Sutradara: Lone Scherfig
Pemain: Anders W. Berthelsen, Ann Eleonora Jørgensen, Anette Støvelbæk, Peter Gantzler, Lars Kaalund, Sara Indrio Jensen
Produksi: Denmark, 2002

Pada mulanya aku agak pening nonton film ini. Bukan karena terangkai tiga kisah cinta paralel yang sekaligus kait-mengait, melainkan karena gerak kameranya yang di sana-sini terlihat limbung.

Italian for Beginners adalah film yang dibuat di bawah payung Dogma 95, sebuah pendekatan pembuatan film yang dipelopori sutradara Denmark Lars von Trier. Semua film Dogma 95 harus, antara lain, direkam dengan kamera video, on location, dengan latar musik seadanya. (Pieces of April terinspirasi oleh pendekatan ini.)

Maka, kelimbungan gambar adalah salah satu keniscayaan. Namun, menilik jalinan kisah Italian for Beginners, hal itu juga bisa dibaca sebagai gaya penceritaan. Film ini menuturkan percintaan enam orang yang limbung, masing-masing mesti bergumul dengan suatu krisis dalam kehidupan pribadi mereka.

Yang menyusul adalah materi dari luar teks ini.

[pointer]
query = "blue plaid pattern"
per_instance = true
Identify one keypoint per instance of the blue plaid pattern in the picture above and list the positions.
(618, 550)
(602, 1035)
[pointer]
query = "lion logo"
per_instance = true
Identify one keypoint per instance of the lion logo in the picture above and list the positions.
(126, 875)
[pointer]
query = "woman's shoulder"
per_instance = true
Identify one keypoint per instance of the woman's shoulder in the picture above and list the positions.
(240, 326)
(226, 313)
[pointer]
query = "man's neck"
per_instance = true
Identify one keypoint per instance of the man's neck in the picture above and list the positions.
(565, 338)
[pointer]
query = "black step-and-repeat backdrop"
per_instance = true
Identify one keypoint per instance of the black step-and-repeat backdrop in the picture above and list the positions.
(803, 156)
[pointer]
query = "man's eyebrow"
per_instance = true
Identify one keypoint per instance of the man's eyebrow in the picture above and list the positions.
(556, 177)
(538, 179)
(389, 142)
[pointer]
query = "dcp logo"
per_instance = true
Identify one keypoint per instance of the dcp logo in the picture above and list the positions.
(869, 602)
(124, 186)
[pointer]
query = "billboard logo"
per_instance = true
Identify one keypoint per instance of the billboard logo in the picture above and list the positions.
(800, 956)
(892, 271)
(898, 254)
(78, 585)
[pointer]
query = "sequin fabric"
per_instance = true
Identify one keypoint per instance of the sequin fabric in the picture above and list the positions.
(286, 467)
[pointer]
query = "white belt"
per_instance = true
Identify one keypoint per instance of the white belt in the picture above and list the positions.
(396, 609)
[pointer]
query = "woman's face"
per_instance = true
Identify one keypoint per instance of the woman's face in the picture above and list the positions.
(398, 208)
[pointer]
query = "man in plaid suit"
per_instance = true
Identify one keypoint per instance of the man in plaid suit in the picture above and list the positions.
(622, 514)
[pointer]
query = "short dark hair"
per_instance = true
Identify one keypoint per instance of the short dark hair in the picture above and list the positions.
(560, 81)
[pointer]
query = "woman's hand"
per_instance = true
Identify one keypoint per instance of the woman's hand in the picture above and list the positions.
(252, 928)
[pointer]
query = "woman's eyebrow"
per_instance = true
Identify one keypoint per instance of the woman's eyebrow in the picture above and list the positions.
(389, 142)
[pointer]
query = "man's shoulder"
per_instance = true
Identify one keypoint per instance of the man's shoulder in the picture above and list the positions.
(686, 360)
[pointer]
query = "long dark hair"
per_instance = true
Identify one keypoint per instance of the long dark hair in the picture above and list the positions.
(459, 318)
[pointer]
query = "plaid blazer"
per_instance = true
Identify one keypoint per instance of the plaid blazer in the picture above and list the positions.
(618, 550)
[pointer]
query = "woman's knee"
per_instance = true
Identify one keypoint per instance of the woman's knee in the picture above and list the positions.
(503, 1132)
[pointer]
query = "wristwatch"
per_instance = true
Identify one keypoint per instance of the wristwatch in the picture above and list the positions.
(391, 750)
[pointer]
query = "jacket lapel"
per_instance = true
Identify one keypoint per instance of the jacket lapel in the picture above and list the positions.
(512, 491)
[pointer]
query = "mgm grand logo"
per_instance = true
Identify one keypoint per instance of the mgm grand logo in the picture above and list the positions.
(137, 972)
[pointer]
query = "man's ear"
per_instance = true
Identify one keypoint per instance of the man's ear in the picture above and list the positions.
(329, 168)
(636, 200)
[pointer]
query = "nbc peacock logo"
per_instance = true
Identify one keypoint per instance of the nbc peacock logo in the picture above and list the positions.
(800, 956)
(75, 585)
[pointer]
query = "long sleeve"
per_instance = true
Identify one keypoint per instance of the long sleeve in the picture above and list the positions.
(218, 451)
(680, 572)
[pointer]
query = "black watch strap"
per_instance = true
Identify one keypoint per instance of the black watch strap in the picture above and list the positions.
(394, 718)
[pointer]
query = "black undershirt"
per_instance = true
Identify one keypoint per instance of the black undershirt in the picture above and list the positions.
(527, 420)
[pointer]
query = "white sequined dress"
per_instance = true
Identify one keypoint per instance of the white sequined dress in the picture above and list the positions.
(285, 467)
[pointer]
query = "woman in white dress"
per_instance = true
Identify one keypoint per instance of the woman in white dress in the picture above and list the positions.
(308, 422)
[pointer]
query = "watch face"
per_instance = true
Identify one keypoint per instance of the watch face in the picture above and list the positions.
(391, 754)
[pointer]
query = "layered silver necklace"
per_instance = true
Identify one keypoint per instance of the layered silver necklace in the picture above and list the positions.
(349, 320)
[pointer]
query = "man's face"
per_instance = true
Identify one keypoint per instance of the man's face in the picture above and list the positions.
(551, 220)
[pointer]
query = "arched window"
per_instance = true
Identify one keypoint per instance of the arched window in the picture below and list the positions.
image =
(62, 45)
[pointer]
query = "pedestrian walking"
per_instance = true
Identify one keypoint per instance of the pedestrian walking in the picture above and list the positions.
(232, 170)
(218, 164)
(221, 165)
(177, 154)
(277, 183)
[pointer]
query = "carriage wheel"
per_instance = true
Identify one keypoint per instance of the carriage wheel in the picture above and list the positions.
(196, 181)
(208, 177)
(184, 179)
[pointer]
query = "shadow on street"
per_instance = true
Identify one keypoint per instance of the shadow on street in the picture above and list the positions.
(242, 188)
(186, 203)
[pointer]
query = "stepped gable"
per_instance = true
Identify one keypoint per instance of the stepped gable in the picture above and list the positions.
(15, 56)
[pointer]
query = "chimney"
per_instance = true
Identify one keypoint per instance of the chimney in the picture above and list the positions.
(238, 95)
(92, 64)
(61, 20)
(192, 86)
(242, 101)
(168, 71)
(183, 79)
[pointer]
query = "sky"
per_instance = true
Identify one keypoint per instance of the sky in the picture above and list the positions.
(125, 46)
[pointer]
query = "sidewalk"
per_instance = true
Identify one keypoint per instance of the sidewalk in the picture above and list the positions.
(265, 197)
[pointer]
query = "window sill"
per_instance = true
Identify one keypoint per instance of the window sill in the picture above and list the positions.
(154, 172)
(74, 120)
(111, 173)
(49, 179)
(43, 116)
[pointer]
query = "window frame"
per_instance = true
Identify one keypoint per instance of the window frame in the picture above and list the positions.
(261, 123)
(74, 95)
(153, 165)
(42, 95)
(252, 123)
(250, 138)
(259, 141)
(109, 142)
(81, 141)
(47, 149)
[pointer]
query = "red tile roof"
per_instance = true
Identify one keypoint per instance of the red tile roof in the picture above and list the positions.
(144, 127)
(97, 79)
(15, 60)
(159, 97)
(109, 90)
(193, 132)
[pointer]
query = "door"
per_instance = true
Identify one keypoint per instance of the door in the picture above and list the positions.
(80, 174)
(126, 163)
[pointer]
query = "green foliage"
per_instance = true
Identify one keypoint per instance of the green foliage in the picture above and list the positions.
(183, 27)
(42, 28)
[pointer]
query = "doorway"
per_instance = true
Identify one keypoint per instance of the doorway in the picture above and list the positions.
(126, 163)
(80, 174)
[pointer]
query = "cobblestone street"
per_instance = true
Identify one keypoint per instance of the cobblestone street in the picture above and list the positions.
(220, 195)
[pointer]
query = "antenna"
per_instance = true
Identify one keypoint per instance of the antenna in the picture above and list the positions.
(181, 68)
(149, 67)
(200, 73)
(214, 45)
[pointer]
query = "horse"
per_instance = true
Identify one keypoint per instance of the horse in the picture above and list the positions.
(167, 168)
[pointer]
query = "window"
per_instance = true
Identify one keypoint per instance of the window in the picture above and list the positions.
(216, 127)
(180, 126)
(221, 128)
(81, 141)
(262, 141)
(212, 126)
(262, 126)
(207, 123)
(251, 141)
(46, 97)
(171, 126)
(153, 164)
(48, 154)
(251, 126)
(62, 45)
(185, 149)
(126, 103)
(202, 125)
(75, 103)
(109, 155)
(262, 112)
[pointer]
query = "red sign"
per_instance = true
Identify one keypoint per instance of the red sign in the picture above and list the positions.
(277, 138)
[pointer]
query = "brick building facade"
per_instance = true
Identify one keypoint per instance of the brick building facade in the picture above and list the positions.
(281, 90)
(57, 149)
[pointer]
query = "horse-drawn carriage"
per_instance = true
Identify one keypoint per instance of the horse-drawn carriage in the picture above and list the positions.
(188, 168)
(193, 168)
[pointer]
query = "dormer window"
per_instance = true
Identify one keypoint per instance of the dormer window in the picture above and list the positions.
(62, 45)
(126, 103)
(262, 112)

Keenam tokoh utama tinggal di sebuah kota kecil di Denmark, dan mereka satu per satu mengikuti kursus Bahasa Italia untuk Pemula. Andreas (Anders W. Berthelsen) adalah pendeta baru di gereja setempat. Enam bulan sebelumnya ia kehilangan istrinya, yang bunuh diri akibat gangguan mental. Karena pendeta lama (juga mengalami gangguan mental, diberhentikan karena mendorong pemain piano dari balkon) belum meninggalkan pastori, ia terpaksa tinggal di hotel. Di situ ia disambut dengan ramah oleh Jorgen Mortensen (Peter Gantzler), seorang desk manager. Sejak cedera saat berolah raga empat tahun sebelumnya, ia mengalami impotensi dan mulai putus asa, akankah ia menemukan wanita yang menggugahnya. Toh ia terpikat pada gadis cantik Italia, Giulia (Sara Indrio Jensen), seorang pelayan restoran. Manager restoran ini seorang pemuda bermulut pedas, Halvfinn (Lars Kaalund), yang kebetulan teman baik Jorgen. Ia tertarik pada Karen (Ann Eleonora Jørgensen), penata rambut yang disibukkan oleh ibunya yang sakit parah. Ada lagi Olympia (Anette Støvelbæk). Gadis penggugup ini telah pindah kerja sebanyak 43 kali akibat kegawalannya. Saat ini ia menjadi pelayan toko roti (ia mengganti kerugian atas setiap kerusakan yang dibuatnya), dan hidup dengan ayahnya yang galak. Gadis inilah yang jatuh hati pada sang pendeta baru. Jalinan tiga kisah cinta ini, dengan segala kembang-kempisnya, berpuncak dalam wisata para peserta kursus ke Venesia.

Tokoh-tokoh itu terasa hidup dan dekat secara emosional. Kita bisa memahami kegundahan mereka, dan barangkali kita pernah dihinggapi pergumulan serupa.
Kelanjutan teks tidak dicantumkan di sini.